The UK’s National Cyber Security Centre (NCSC), a division of Government Communications Headquarters (GCHQ) has released guidance on the use of multifactor authentication for online services.
Their guidance outlines how to use MFA to reduce the risks of password guessing and theft, including brute force attacks. Aimed at senior decision makers and administrators in large organisations, the new guidance was released in June 2018.
What does NCSC have to say about multifactor authentication? Their guidance is interesting to anyone interested in digital security, although their report is primarily aimed at enterprises that want to give employees secure access to digital services, rather than a business giving access to customers.
When to use an extra security factor
Used alone, passwords are not secure enough to deter hackers. Passwords can be guessed – or taken from leaked lists of passwords that circulate online.
Choosing extra authentication factors
NCSC recommends that organisations choose digital services that allow multifactor authentication – particularly when there is sensitive user data involved, and reconsiders any service that only allows single-factor authentication.
They recommend that the second factor is not knowledge-based, as these can be too easily guessed and socially-engineered.
Secondary authentication factors:
Managed / enterprise device – ideal for enterprises, you can restrict access to online services to those devices that are managed by the organisation. This means that the device itself is the second factor.
Separate device – card-readers or dongles rely on the user having a second device in their possession to prove their identity.
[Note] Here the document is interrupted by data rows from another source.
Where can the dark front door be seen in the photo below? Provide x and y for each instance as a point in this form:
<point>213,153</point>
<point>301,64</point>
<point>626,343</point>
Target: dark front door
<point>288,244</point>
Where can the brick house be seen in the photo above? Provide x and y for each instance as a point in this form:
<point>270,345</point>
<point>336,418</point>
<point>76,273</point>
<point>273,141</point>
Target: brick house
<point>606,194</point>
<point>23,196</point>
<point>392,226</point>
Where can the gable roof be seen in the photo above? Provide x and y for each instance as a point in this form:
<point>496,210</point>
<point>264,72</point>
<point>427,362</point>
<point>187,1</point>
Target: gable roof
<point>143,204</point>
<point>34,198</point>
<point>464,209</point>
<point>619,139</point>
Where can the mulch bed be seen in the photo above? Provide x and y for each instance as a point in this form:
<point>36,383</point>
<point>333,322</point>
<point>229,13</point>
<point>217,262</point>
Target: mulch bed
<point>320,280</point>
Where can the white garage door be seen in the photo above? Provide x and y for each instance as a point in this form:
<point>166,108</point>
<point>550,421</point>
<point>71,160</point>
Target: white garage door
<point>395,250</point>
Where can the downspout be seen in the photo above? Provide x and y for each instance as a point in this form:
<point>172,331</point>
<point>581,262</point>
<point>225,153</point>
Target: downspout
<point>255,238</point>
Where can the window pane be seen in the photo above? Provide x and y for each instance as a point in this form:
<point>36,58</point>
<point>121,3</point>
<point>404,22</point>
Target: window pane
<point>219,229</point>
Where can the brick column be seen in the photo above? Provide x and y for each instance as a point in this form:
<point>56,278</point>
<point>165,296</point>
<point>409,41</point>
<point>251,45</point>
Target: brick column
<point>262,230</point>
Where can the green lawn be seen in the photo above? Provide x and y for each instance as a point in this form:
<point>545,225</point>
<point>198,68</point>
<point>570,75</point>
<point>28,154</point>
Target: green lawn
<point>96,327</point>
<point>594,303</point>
The device may require a code or PIN to activate, which adds another layer of security.
Trusted account (e.g. email) – this relies on the user having a secure email account or mobile phone. When trying to log in, the user receives a confirmation text message or email with a code, which they must then use to confirm their identity.
Adding a second layer of security means you also need to create pathways for customers to reset or recover their secondary authentication factor. These password recovery systems are particularly appealing for fraudsters, as they are often a point of weakness – and an opportunity to change a user’s credentials for factors that they control.
NSCS also recommends that authentication requests should be reported and monitored. Unusual patterns should be investigated as these are often the first sign of a data breach in progress.